Aunque falte año y pico para las próximas elecciones municipales, en Galicia ha comenzado ya el tradicional baile de alcaldes bajo la consigna: "Quítate tú para ponerme yo". Tras el reciente cambio de guardia en las localidades pontevedresas de Gondomar y Mos, se anuncian ahora otras dos mociones de censura en Silleda y Láncara, municipio natal del padre de Fidel Castro. El comandante anda algo pachucho y no está para fiestas, porque de lo contrario es seguro que habría opinado sobre el lance y acaso tuviéramos un conflicto diplomático a la vista. Menos mal.

La fórmula del asalto-baile a las alcaldías parece favorecer en Galicia al partido conservador; pero tampoco conviene fiar demasiado en las apariencias. En otros lugares de la Península, tal que Benidorm, el beneficiado es el partido socialdemócrata: y si se hace un balance general, puede que las ganancias y pérdidas de varas de mando estuviesen equilibradas entre todas las fuerzas políticas.

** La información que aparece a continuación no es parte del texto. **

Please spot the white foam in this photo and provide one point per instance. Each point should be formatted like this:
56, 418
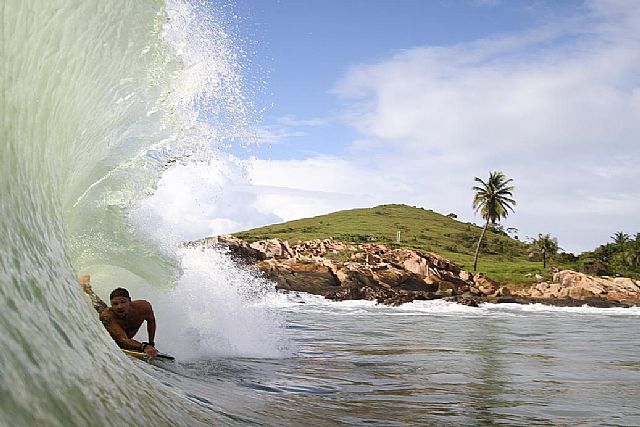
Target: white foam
218, 310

Es natural. Más que en cuestiones ideológicas, los cambios de alcalde suelen tener su origen en disputas por el gobierno del urbanismo y las aceras, cuando no en meras razones de inquina personal entre el edil destronado y el que –en compañía de otros– le arrebata el puesto. Poco importan aquí las ideas. La política, trasunto pacífico de la guerra, no consiste a fin de cuentas en otra cosa que la conquista del poder y el posterior reparto del botín entre los vencedores.

Extraña, si acaso, que el mando ganado en unas elecciones pueda perderse antes de que termine el período de cuatro años para el que fueron escogidos los gobernantes. La fácil explicación reside en que –al menos en España– los alcaldes, los jefes de los reinos autónomos y hasta el presidente del Gobierno no son elegidos directamente por el pueblo, sino por medio de alambicados pactos entre los partidos. Como consecuencia de ello, los mandatarios están de prestado en el cargo, salvo que obtengan mayoría absoluta. Los mismos que les dan la vara (de mando), pueden quitársela y hasta suele ocurrir que gentes de su propio partido se pasen al de enfrente y los dejen con el bastón al aire.

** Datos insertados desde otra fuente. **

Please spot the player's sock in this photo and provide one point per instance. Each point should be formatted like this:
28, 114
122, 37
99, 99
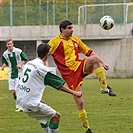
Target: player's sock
45, 126
101, 77
15, 97
53, 127
83, 117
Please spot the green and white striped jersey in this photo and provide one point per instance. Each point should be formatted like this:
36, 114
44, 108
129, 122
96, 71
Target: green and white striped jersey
33, 80
13, 58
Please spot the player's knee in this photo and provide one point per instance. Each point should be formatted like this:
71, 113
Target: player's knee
57, 116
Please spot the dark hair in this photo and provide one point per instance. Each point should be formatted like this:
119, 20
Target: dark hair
64, 24
43, 49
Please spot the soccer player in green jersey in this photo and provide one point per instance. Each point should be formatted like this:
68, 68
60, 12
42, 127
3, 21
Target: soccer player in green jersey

Para evitar tan enfadosas situaciones, los partidos urdieron no hace mucho la firma de un Pacto contra los Tránsfugas, moderna denominación con la que en tiempos más castizos se aludía a los cambiachaquetas. De nada valió tan bienintencionado propósito, por lo que se ve. Si el ansia de poder salta a menudo sobre las leyes y los reglamentos, sería ilusorio pensar que un mero acuerdo entre políticos fuese a ponerle coto.

Resultaría mucho más fácil y desde luego efectivo modificar la ley electoral que propicia estos desafueros. La culpa de todo la tiene, en efecto, un tal señor D´Hondt, matemático belga que ideó el complicado sistema de reparto de los votos y de sus restos actualmente vigente en España. Más que los ciudadanos o los propios concejales, es el señor D´Hondt quien –a título póstumo– elige a los alcaldes gracias a su sistema indirecto de sufragio. Los votantes se limitan a escoger una papeleta previamente confeccionada por los caciques de cada partido y, en segunda instancia, son los concejales quienes negocian, regatean y finalmente pactan –previo pago del favor– el nombre del alcalde.

Semejante método favorece los enjuagues a posteriori entre los partidos, circunstancia particularmente enojosa en la patria literaria de pícaros tan ilustres como Rinconete y Cortadillo.

La elección directa de los alcaldes o un sistema de ballotage a dos vueltas como el francés bastaría para impedir estos lances y acabar de un brochazo con los tránsfugas y las mociones de censura. No parece, sin embargo, que los partidos estén por la labor. Con las cosas de comer no se juega: y hay en España mucha gente que vive de la pequeña política parroquial basada en la componenda y el trapicheo. ¿Qué iba a ser de ellos sin el señor D´Hondt?